The director also researched the real-life perpetrators of a Marseille bus attack that influenced his narrative, "What shocked me most was that one year later, the youths didn’t speak up during the trial and never asked for forgiveness", explained the director. "As though their prison sentence had served no purpose. And as though our social pact had been shattered to pieces."

Character-driven roles were an important element for Elbe, as he explained the development of his preferred character, Sybil (Elkabetz). "I think of the mother as a cowboy in a skirt. She keeps her dignity, because if she falls, everything else does. Through her, I wanted to pay homage to all those mothers in the banlieues who raise the kids alone because their husbands have gone. I chose an actress who reminds me of those great Italian stars of the postwar period, like Anna Magnani."

At a cost of €5.5m, the film was produced by Alicéleo and France 2 Cinéma co-produced the project. The film also received financial backing from the National Film and Moving Image Centre (CNC).

==Reception==
The film received a positive reaction from Le Monde newspaper.
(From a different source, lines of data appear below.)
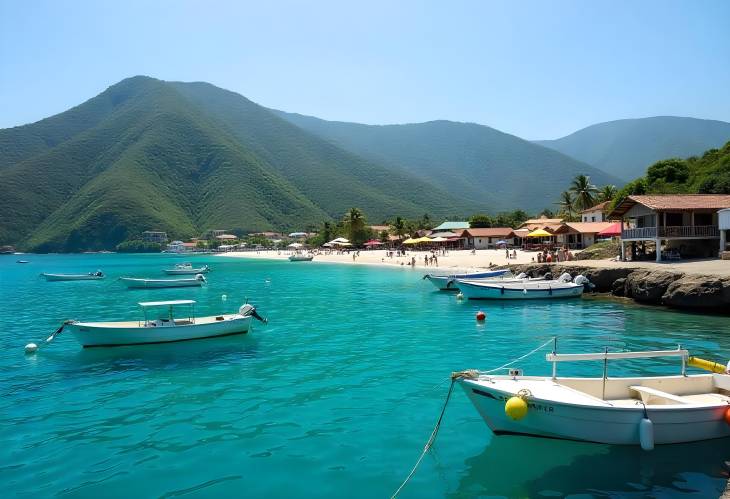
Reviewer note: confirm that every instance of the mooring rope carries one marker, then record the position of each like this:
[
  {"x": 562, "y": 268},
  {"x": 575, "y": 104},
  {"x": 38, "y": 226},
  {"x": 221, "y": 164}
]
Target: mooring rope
[{"x": 468, "y": 374}]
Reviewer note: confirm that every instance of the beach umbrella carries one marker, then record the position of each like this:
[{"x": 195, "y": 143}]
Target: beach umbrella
[{"x": 611, "y": 230}]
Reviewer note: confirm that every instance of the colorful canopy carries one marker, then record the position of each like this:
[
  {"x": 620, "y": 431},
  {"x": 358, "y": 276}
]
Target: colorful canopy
[{"x": 611, "y": 230}]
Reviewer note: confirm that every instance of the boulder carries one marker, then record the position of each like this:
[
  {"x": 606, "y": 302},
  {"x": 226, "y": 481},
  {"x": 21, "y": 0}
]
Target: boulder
[
  {"x": 697, "y": 291},
  {"x": 649, "y": 287},
  {"x": 619, "y": 287}
]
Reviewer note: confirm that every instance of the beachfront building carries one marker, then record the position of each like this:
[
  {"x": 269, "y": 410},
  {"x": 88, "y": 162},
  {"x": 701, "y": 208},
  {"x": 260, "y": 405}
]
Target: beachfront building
[
  {"x": 154, "y": 236},
  {"x": 451, "y": 227},
  {"x": 487, "y": 238},
  {"x": 595, "y": 213},
  {"x": 678, "y": 225},
  {"x": 579, "y": 235}
]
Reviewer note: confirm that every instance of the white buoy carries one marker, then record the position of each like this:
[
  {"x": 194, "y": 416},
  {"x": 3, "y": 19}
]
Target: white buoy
[{"x": 646, "y": 434}]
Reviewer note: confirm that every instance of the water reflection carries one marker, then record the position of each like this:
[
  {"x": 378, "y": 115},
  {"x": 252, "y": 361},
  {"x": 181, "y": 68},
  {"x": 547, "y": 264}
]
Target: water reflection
[{"x": 514, "y": 466}]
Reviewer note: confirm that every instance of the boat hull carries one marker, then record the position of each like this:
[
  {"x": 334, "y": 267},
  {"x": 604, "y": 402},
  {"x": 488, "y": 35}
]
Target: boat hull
[
  {"x": 71, "y": 277},
  {"x": 100, "y": 334},
  {"x": 134, "y": 283},
  {"x": 448, "y": 282},
  {"x": 607, "y": 425},
  {"x": 516, "y": 291},
  {"x": 186, "y": 271}
]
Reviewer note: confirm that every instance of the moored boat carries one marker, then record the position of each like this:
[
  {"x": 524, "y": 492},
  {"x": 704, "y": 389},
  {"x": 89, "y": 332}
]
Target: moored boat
[
  {"x": 141, "y": 283},
  {"x": 187, "y": 269},
  {"x": 91, "y": 276},
  {"x": 632, "y": 411},
  {"x": 446, "y": 282},
  {"x": 169, "y": 327},
  {"x": 523, "y": 289}
]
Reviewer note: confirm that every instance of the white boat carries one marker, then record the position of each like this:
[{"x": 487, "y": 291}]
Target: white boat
[
  {"x": 137, "y": 283},
  {"x": 448, "y": 282},
  {"x": 523, "y": 289},
  {"x": 167, "y": 328},
  {"x": 633, "y": 411},
  {"x": 187, "y": 269},
  {"x": 300, "y": 257},
  {"x": 91, "y": 276}
]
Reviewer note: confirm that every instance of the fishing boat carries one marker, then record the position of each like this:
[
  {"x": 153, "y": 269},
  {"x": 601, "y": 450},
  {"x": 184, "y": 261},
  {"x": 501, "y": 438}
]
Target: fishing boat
[
  {"x": 448, "y": 282},
  {"x": 523, "y": 289},
  {"x": 168, "y": 326},
  {"x": 141, "y": 283},
  {"x": 91, "y": 276},
  {"x": 632, "y": 410},
  {"x": 187, "y": 269},
  {"x": 301, "y": 257}
]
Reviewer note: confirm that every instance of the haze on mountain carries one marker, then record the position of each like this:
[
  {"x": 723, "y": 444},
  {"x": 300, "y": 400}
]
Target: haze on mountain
[
  {"x": 183, "y": 157},
  {"x": 626, "y": 148},
  {"x": 186, "y": 157},
  {"x": 476, "y": 163}
]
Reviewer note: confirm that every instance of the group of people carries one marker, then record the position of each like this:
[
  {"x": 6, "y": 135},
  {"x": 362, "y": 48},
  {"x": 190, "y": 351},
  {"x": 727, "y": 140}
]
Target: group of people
[{"x": 556, "y": 255}]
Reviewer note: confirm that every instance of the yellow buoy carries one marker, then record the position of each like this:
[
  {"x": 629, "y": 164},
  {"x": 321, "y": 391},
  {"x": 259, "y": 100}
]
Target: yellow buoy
[
  {"x": 516, "y": 408},
  {"x": 707, "y": 365}
]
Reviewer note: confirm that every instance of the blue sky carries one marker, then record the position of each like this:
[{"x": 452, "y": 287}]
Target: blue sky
[{"x": 538, "y": 69}]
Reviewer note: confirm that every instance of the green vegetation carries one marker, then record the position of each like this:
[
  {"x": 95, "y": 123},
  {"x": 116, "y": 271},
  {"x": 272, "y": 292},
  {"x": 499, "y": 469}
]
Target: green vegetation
[
  {"x": 183, "y": 158},
  {"x": 706, "y": 174},
  {"x": 490, "y": 170},
  {"x": 138, "y": 246},
  {"x": 625, "y": 147}
]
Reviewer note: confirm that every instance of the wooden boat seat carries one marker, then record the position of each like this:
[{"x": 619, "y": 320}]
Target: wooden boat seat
[{"x": 651, "y": 395}]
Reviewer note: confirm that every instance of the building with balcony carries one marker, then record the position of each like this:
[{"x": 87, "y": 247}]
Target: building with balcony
[{"x": 677, "y": 224}]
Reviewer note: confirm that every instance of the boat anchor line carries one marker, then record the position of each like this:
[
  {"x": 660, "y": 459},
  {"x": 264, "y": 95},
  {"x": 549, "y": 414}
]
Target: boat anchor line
[
  {"x": 455, "y": 376},
  {"x": 33, "y": 347}
]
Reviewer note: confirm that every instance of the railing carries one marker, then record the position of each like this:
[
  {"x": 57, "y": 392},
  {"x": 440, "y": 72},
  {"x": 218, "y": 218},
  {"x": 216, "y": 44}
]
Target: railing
[{"x": 709, "y": 231}]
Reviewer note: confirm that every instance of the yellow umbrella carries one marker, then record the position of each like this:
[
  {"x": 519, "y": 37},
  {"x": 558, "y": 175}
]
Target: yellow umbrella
[{"x": 539, "y": 233}]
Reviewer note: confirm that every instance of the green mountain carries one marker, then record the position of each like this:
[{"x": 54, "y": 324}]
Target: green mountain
[
  {"x": 626, "y": 148},
  {"x": 483, "y": 166},
  {"x": 705, "y": 174},
  {"x": 184, "y": 157}
]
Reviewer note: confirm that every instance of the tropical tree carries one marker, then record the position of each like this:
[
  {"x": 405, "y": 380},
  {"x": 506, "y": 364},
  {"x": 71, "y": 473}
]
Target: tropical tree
[
  {"x": 567, "y": 203},
  {"x": 607, "y": 193},
  {"x": 399, "y": 227},
  {"x": 584, "y": 191},
  {"x": 354, "y": 222}
]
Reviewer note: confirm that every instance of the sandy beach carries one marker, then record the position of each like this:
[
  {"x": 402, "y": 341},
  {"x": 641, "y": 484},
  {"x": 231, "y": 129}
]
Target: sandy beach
[{"x": 465, "y": 260}]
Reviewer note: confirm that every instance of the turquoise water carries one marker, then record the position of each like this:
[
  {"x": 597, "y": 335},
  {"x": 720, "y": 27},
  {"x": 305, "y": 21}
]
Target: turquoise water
[{"x": 334, "y": 398}]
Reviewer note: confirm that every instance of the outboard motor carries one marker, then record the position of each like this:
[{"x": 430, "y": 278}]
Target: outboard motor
[
  {"x": 565, "y": 277},
  {"x": 581, "y": 279},
  {"x": 249, "y": 309}
]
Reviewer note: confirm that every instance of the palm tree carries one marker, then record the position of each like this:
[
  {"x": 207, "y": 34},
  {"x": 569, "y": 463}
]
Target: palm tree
[
  {"x": 608, "y": 192},
  {"x": 398, "y": 227},
  {"x": 566, "y": 203},
  {"x": 354, "y": 222},
  {"x": 584, "y": 192}
]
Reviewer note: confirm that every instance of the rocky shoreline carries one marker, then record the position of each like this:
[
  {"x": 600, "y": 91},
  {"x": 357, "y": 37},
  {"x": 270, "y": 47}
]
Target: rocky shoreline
[{"x": 655, "y": 287}]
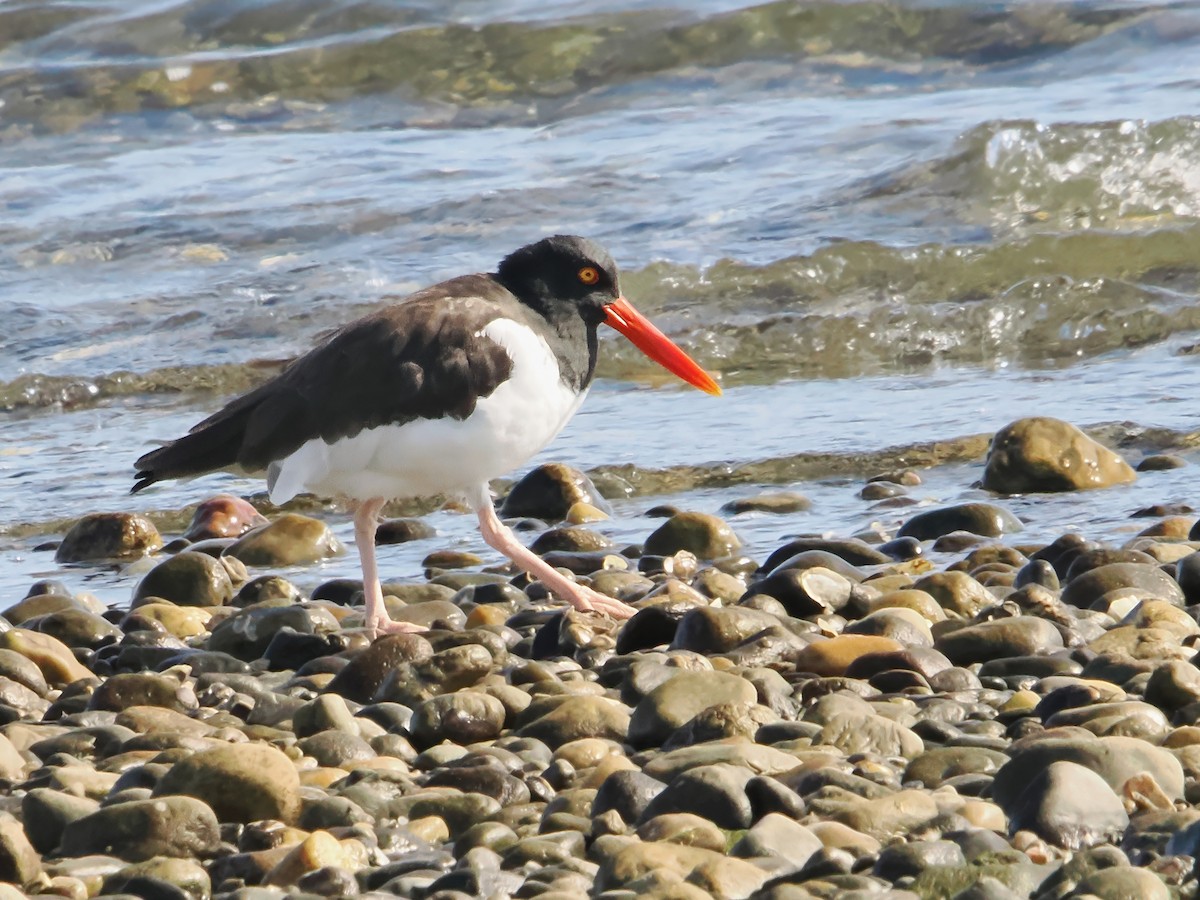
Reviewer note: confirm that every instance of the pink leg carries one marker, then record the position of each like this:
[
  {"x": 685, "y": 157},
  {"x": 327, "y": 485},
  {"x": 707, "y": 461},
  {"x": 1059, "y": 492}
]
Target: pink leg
[
  {"x": 375, "y": 617},
  {"x": 499, "y": 537}
]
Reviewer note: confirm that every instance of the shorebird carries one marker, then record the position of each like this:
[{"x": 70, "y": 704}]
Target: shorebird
[{"x": 437, "y": 394}]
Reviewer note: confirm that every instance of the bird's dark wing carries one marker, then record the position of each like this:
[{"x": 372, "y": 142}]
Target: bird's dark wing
[{"x": 424, "y": 358}]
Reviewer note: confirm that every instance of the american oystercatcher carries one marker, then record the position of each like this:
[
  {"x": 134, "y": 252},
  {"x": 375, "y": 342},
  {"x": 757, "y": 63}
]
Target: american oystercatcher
[{"x": 454, "y": 385}]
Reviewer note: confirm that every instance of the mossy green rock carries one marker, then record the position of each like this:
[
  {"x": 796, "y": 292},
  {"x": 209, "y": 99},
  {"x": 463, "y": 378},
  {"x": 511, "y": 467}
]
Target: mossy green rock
[
  {"x": 291, "y": 539},
  {"x": 1039, "y": 454},
  {"x": 707, "y": 537},
  {"x": 108, "y": 535},
  {"x": 189, "y": 580},
  {"x": 243, "y": 783}
]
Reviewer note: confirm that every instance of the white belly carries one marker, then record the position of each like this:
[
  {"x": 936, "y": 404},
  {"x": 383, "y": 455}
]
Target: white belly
[{"x": 430, "y": 456}]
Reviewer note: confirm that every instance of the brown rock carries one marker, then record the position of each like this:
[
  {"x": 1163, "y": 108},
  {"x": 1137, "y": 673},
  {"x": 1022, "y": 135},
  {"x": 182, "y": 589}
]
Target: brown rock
[
  {"x": 834, "y": 655},
  {"x": 1041, "y": 454},
  {"x": 108, "y": 535}
]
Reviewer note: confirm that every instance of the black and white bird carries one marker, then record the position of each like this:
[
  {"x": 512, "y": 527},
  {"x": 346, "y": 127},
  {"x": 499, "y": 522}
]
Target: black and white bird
[{"x": 438, "y": 394}]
Their reviewer, Jean-Luc Douin praised the "engaging" film for "tackling society issues and confronting questions of morality". Le Figaro praised Elbé for "embracing themes of violence, the code of silence, and love all serviced by a reasonable cast." The newspaper continued to describe it as a "tremendously humane film". It was screened at the 2010 Montreal World Film Festival and subsequently the city's only English-language daily newspaper, The Gazette gave the "remarkable drama" 4 out of 5 stars.